Surveillance has been used under the rhetoric of security and protection. But for who? And whom are those actual systems truly serving? These immigrants are Black, Indigenous, brown people of color that are low-income. Their families, their children have been displaced and now have to seek a better opportunity in the Global North — and they’re being criminalized for it. As sea level rises, as certain areas are going to be flooded, there’s going to be mass migration going to different countries. And so, a lot of Global North governments, instead of actually investing in climate reparations and creating programs for climate refugees, are increasing funding for militarization and borders because they see immigrants as a national security threat.

TV: You have called out the climate movement for centering the voices of white, cis men and excluding the voices of those living on the front lines of the climate crisis. Moving forward, what would you like to see change in the climate movement? Whose voices do you want to hear more of?

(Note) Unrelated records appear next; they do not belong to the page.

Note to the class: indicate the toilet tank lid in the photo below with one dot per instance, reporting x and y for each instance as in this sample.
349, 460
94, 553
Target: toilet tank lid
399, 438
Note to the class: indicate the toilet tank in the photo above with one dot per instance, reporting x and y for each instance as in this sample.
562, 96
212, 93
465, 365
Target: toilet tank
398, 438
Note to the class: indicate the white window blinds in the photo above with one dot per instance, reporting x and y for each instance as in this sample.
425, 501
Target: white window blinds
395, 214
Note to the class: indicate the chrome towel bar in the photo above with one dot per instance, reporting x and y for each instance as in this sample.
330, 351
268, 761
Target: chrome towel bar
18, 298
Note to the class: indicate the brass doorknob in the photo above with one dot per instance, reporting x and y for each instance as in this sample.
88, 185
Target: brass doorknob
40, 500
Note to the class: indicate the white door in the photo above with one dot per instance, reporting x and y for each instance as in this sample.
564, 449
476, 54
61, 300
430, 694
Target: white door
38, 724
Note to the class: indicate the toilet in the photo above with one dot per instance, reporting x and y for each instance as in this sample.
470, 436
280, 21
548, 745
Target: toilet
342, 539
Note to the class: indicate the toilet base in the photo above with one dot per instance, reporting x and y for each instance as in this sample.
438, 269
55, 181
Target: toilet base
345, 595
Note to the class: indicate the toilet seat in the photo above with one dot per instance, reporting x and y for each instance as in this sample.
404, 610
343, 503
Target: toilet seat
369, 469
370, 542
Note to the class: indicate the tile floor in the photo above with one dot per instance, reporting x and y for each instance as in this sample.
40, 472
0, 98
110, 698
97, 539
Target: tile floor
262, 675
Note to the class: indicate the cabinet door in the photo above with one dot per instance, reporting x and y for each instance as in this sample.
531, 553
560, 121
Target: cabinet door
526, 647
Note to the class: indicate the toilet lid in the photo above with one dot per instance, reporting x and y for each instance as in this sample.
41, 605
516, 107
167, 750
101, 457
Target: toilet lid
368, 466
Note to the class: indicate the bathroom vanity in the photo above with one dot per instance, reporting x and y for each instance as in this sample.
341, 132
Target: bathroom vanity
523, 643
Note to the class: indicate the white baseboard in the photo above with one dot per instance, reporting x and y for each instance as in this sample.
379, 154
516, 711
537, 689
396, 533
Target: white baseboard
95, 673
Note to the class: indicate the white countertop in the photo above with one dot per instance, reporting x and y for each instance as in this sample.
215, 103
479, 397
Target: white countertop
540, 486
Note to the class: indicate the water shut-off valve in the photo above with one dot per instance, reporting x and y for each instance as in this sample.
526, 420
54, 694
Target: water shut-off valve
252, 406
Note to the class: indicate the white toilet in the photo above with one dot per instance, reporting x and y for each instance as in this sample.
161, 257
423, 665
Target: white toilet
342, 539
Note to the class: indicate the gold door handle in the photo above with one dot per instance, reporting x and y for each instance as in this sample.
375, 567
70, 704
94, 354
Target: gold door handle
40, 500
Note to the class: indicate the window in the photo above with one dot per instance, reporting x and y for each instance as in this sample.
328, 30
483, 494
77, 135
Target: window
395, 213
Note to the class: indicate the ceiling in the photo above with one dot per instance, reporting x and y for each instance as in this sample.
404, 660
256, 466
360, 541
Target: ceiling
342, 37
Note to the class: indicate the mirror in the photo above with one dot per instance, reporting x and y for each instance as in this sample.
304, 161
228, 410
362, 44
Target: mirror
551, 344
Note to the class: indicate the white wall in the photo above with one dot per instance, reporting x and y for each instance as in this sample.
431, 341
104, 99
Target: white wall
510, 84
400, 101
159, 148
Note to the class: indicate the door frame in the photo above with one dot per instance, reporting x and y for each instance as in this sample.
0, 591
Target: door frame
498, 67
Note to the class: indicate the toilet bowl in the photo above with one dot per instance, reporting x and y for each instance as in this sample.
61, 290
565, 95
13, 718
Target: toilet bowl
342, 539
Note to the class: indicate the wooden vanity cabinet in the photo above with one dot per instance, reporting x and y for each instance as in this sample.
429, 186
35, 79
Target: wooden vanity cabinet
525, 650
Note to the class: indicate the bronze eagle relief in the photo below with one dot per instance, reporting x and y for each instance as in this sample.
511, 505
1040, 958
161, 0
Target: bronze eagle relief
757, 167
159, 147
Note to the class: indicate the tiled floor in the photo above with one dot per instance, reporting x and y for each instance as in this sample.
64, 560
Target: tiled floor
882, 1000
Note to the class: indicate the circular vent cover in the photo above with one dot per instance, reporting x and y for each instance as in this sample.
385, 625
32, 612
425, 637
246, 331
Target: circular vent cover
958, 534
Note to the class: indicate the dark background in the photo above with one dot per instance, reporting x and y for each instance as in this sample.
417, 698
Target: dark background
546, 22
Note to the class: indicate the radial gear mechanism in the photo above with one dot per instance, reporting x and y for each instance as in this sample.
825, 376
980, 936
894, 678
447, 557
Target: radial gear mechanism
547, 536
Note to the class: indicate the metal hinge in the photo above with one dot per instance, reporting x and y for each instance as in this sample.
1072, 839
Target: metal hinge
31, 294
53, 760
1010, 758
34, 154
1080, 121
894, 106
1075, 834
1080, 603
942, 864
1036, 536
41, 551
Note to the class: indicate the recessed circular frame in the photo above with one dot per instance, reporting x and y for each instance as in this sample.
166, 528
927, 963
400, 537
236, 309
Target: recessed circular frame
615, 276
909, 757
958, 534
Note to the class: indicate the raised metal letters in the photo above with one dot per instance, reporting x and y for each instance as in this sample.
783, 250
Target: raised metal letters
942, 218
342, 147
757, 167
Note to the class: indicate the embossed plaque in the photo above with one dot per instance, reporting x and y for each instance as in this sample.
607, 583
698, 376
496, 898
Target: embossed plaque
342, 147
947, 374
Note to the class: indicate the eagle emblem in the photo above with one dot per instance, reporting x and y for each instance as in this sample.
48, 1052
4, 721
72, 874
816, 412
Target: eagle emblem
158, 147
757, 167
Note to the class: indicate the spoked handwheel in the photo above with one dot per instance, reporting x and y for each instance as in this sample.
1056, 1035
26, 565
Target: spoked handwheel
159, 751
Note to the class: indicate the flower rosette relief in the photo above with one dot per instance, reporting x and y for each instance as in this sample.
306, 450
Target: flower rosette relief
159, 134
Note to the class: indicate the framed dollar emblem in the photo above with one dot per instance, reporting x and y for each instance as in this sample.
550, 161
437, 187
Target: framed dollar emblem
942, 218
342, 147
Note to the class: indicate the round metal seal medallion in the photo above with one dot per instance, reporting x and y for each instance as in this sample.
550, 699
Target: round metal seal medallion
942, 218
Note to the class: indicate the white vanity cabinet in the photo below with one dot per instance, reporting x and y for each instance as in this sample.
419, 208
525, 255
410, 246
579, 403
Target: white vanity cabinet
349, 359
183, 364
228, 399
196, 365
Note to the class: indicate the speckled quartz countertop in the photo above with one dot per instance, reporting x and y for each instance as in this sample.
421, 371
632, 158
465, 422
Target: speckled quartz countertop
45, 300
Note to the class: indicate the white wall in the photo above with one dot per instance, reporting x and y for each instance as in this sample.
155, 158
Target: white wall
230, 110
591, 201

IH: I think the important thing about the climate movement is that it’s actually based on intergenerational wisdom. I think that it is super important that we genuinely have youth voices, specifically those that are Black, Indigenous, brown people of color, that we do not censor those who are disabled, queer, and trans, or those that are immunocompromised. But I also think older generations of environmental justice [activists] should be centered. If we’re not able to actually create a movement that is very holistic in that it values both those who are young and those who came before us, we may be creating an unsustainable movement. Yes, we need younger people, but we also want older people too.

TV: What do you hope to add to the climate conversation?

IH: Climate justice in the environmental movement is being hijacked by corporations and institutions. Along with the terms of “net-zero” and “carbon neutrality,” a lot of companies believe climate justice means creating sustainable programs. But the truth is climate justice is saying that climate change is a social and racial justice movement. It’s also an anticapitalist system that calls for the dismantling of these systems.

Climate justice to me is a spiritual and cultural lens that allows us to build relationships amongst communities rather than building relationships with companies. I want to be able to ensure that companies are not just using the term climate justice and degrading the value of the term and what it represents.

TV: What is your advice for young people looking to learn more about the climate crisis?

IH: I think that for younger people, the best thing is to look for solutions-based journalism. What we’re good at in the media is identifying problems. That’s a good thing for us to understand, but if you look at solutions journalism, it reduces our anxiety and increases optimism. Evidence-based hope isn’t put out there as much as problem identification. I tell younger people to look into those local solutions that are happening. Work together with scientists, activists, and policymakers. The truth is we all have limitations in our own careers. [For example], I need to collaborate with these institutions and scientists to push these just agendas.

Also, continue to sustainably love yourself for this movement. A lot of us believe we need to sacrifice our mental health to be resilient. But if you don’t rest or build relationships — you start to lose those human components that we need. Striving away from isolationism is the best thing you can do in the climate movement.